Pemerintah Atur Pemanfaatan AI untuk Pendidikan, Menko PMK Kasih Penjelasan
SKB Tujuh Menteri tentang Pedoman Pemanfaatan dan Pembelajaran Teknologi Digital dan Kecerdasan Artifisial di Jalur Pendidikan Formal, Nonformal, dan Informal/Dok. Komdigi
Pemanfaatan kecerdasan buatan (artificial intelligence/AI) diatur pemerintah dalam setiap jenjang pendidikan.
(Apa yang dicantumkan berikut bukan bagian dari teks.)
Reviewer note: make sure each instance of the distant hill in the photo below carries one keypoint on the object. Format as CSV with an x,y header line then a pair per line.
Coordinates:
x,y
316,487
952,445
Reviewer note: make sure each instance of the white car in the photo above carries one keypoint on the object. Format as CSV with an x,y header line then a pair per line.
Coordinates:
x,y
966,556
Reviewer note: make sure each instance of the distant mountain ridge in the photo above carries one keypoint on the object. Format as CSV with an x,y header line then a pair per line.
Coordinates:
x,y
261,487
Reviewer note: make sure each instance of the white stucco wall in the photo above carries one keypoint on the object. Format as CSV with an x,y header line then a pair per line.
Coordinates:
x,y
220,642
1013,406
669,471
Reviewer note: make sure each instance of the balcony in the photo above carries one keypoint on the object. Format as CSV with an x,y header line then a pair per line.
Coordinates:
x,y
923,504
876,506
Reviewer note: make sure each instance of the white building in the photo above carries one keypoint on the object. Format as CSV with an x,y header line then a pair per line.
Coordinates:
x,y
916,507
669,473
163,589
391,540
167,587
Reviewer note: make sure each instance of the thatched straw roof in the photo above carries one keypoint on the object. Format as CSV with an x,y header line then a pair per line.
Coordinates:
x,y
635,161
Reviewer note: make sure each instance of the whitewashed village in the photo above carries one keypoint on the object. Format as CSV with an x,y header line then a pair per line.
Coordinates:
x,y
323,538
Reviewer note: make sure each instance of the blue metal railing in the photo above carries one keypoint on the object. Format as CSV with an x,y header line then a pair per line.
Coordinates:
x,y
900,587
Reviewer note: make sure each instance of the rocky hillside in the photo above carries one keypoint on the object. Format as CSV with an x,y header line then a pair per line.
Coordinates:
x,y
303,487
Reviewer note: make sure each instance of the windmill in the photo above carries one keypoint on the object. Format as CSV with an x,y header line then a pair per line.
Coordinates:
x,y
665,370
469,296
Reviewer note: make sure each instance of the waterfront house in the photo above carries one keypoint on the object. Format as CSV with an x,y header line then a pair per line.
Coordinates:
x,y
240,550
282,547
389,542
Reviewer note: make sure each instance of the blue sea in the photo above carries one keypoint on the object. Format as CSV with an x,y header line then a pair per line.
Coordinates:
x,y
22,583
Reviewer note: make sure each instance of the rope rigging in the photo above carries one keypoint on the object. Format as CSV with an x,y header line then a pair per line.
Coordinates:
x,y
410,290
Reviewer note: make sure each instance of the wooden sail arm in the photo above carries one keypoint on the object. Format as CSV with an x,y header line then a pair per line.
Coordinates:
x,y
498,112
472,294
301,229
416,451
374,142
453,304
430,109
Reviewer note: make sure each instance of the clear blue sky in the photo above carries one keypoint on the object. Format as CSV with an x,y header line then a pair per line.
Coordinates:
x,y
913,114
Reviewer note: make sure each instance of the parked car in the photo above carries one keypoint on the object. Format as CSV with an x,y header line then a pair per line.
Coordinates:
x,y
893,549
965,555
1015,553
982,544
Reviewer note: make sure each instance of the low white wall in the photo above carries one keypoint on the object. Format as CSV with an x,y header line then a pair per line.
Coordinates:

Melalui Surat Keputusan Bersama (SKB) Tujuh Menteri, Pemerintah memberikan Pedoman Pemanfaatan dan Pembelajaran Teknologi Digital dan Kecerdasan Artifisial di Jalur Pendidikan Formal, Nonformal, dan Informal yang mengatur pemanfaatan teknologi digital dan AI mulai dari pendidikan anak usia dini hingga perguruan tinggi
“Pemanfaatan teknologi digital dan kecerdasan buatan bagi anak-anak harus dilakukan secara bijak, memberi manfaat positif dan mengurangi risikonya. Kriteria umur dan kesiapan anak menjadi sangat penting dalam pengaturannya,” kata Menteri Koordinator Bidang Pembangunan Manusia dan Kebudayaan (PMK) Pratikno usai penandatangan kesepakatan bersama di Kantor Kemenko PMK, Jakarta Pusat, Kamis (12/03/2026).
Ia menjelaskan semakin muda usia anak maka penggunaan teknologi harus semakin terkontrol, baik dari sisi durasi, maupun jenis konten yang dapat digunakan dalam proses pembelajaran.
Menteri Komunikasi dan Digital, Meutya Hafid menegaskan kebijakan ini penting karena Indonesia memiliki jumlah pengguna internet yang sangat besar, termasuk dari kalangan anak.
“Indonesia memiliki jumlah anak pengguna internet yang sangat besar. Karena itu kita harus memastikan mereka tidak hanya menjadi target atau pasar industri teknologi, tetapi mampu memanfaatkan teknologi sesuai kesiapan mereka,” kata Meutya.
Menurutnya, pengaturan ini menjadi langkah pemerintah agar perkembangan teknologi digital dan kecerdasan artifisial benar-benar memberi manfaat bagi pendidikan.
Pemerintah berharap kebijakan ini membantu sekolah, guru, dan keluarga memanfaatkan teknologi digital secara tepat sehingga anak Indonesia dapat belajar teknologi sejak dini tanpa mengabaikan perkembangan kognitif dan karakter mereka.
SKB tersebut ditandatangani oleh Menteri Koordinator Bidang Pembangunan Manusia dan Kebudayaan Pratikno, Menteri Komunikasi dan Digital Meutya Hafid, Menteri Pendidikan Tinggi, Sains, dan Teknologi Brian Yuliarto, Menteri Pendidikan Dasar dan Menengah Abdul Mu’ti, Menteri Pemberdayaan Perempuan dan Perlindungan Anak Arifah Choiri Fauzi, Menteri Kependudukan dan Pembangunan Keluarga Wihaji, serta Menteri Agama Nasaruddin Umar.